Private vs. public: B.C. case could reshape medicare

Posted on September 6, 2016 in Health Policy Context

TheGlobeandMail.com – Opinion
Sep. 06, 2016.   ANDRÉ PICARD – Public Health Reporter

It has been called the greatest threat to medicare in a generation and perhaps the most important constitutional challenge ever.

Beyond the political and legal hyperbole, however, the case pitting Cambie Surgeries Corp. against B.C.’s provincial health-care service – which begins Tuesday in B.C. Supreme Court – boils down to a seemingly simple question: Should patients be able to pay for care in private clinics if they can’t get timely care in the public system? (Or, conversely, should government be able to ban the commercialization of “medically necessary” care because it believes doing so serves the greater public good?)

Dr. Brian Day, the Vancouver orthopedic surgeon and co-owner of the Cambie Clinic who has become the public face of private health care in Canada, is trying to achieve two thing with his constitutional challenge of the Medicare Protection Act: Strike down the ban on the sale of private insurance for “medically necessary” care (meaning hospital and physician services), and quash the law that says physicians cannot practise simultaneously in the public and private systems.

It has to be said up front that Dr. Day has a strong case. Back in 2005, the Supreme Court of Canada ruled on a similar matter (known widely as the Chaoulli case), striking down the ban on the sale of private insurance for medically necessary care. But there were two important catches: 1) The case was fought using the Quebec Charter of Human Rights, so it applied only to Quebec, and 2) the court said the prohibition on private insurance could be justified if waits were not unreasonable.

While the Chaoulli ruling was groundbreaking, it did not throw the doors open to private care in Quebec, as many predicted. Insurers did not offer insurance for “medically necessary” care because there is essentially no market for the product. But there has been a steady growth in private clinics in the provinces, with many patients paying out-of-pocket for services.

So, while the Day case has potentially broad repercussions – because six provinces currently ban the sale of private insurance and, in several provinces, physicians must opt out of medicare if they want to sell their services privately – it’s a bit too early to declare the death of medicare.

What the case will do, however, is expose many of the absurdities and contradictions in the way we fund and regulate health care.

For example, the court will hear the surreal story of a B.C. teacher who injured both his knees, one on the school playground, and the other while skiing on the weekend. Surgery was performed promptly on one knee because it was a workplace injury and workers’ compensation pays for private care. But the teacher had to wait much longer for surgery on the other knee because it was repaired in the public system.

The court will also hear the tragic story of Walid Khalfallah, a teen who faced a 27-month wait for scoliosis surgery in B.C.; his family opted for surgery in the United States and the young man ended up with paraplegia. Despite his treatment in the United States, the long wait for surgery was blamed for the outcome.

While both the provincial and federal governments are fighting to maintain the ban on private access to medically necessary care, ironically (or perhaps hypocritically is a better word), most of the surgery done at private clinics is contracted by public-sector institutions such as WorkSafeBC, the Canadian Armed Forces, the RCMP, Indigenous and Northern Affairs and Correctional Service Canada.
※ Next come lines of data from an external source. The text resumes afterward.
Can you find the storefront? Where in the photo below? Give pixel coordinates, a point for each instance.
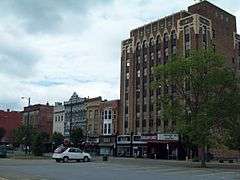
(128, 146)
(107, 145)
(163, 146)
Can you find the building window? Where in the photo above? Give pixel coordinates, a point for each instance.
(109, 128)
(138, 59)
(151, 42)
(214, 33)
(152, 56)
(187, 45)
(165, 46)
(109, 114)
(139, 46)
(158, 40)
(138, 73)
(174, 42)
(126, 124)
(204, 37)
(145, 58)
(105, 128)
(105, 114)
(150, 122)
(144, 123)
(144, 44)
(158, 122)
(145, 72)
(137, 123)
Dr. Day says his ultimate goal is to push Canada to have a “hybrid system” of public and private care, as is the norm in most European countries.

The reality is that Canada already has a hybrid system, with 70 per cent of care publicly funded and 30 per cent privately funded. What makes this country unique, however, is it is the only one that bans private insurance for hospital and physician care but, at the same time, makes most patients depend on private insurance for prescription drugs, dental care and long-term care.
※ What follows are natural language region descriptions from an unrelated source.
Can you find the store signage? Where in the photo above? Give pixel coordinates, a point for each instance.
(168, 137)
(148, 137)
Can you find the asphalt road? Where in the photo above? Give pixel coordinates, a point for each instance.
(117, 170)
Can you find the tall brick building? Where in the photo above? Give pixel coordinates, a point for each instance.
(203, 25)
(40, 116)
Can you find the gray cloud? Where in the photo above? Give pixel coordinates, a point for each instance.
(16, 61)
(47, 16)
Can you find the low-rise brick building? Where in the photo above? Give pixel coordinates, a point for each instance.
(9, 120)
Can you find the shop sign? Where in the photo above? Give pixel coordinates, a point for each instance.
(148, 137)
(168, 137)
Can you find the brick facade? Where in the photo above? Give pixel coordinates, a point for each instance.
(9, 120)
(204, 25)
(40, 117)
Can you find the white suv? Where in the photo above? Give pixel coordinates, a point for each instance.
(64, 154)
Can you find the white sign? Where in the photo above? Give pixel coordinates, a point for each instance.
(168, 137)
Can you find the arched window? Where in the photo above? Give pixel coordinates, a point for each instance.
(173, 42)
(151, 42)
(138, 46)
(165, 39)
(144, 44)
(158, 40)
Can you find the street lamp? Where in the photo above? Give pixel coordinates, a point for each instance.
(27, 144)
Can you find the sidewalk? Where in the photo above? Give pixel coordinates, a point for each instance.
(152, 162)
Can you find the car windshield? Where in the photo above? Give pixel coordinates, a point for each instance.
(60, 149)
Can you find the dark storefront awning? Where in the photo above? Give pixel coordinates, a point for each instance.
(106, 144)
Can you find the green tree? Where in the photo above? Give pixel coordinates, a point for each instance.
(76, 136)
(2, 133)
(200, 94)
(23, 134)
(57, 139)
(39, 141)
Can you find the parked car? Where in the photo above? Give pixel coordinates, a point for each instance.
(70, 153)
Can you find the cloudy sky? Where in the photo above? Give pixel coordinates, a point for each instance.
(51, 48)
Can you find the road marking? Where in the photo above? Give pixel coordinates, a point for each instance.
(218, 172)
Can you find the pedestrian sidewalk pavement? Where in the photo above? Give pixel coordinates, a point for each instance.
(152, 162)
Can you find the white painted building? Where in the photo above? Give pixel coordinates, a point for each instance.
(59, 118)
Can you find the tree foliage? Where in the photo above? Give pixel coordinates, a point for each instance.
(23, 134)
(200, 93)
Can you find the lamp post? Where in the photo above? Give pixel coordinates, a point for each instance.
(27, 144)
Simply stated, we have an outdated definition of what is “medically necessary” and a wrong-headed view that universal health care can only be delivered with a 100-per-cent public insurance model.

Dr. Day’s legal challenge, if nothing else, is going to force us to address these issues. Allowing some private provision of care and broader use of private insurance does not mean the death of medicare.

On the contrary, if the proper regulatory safeguards are put in place, and public health dollars deployed for a wider range of services (as in most European countries), we should emerge with a medicare system that is more universal and more fair.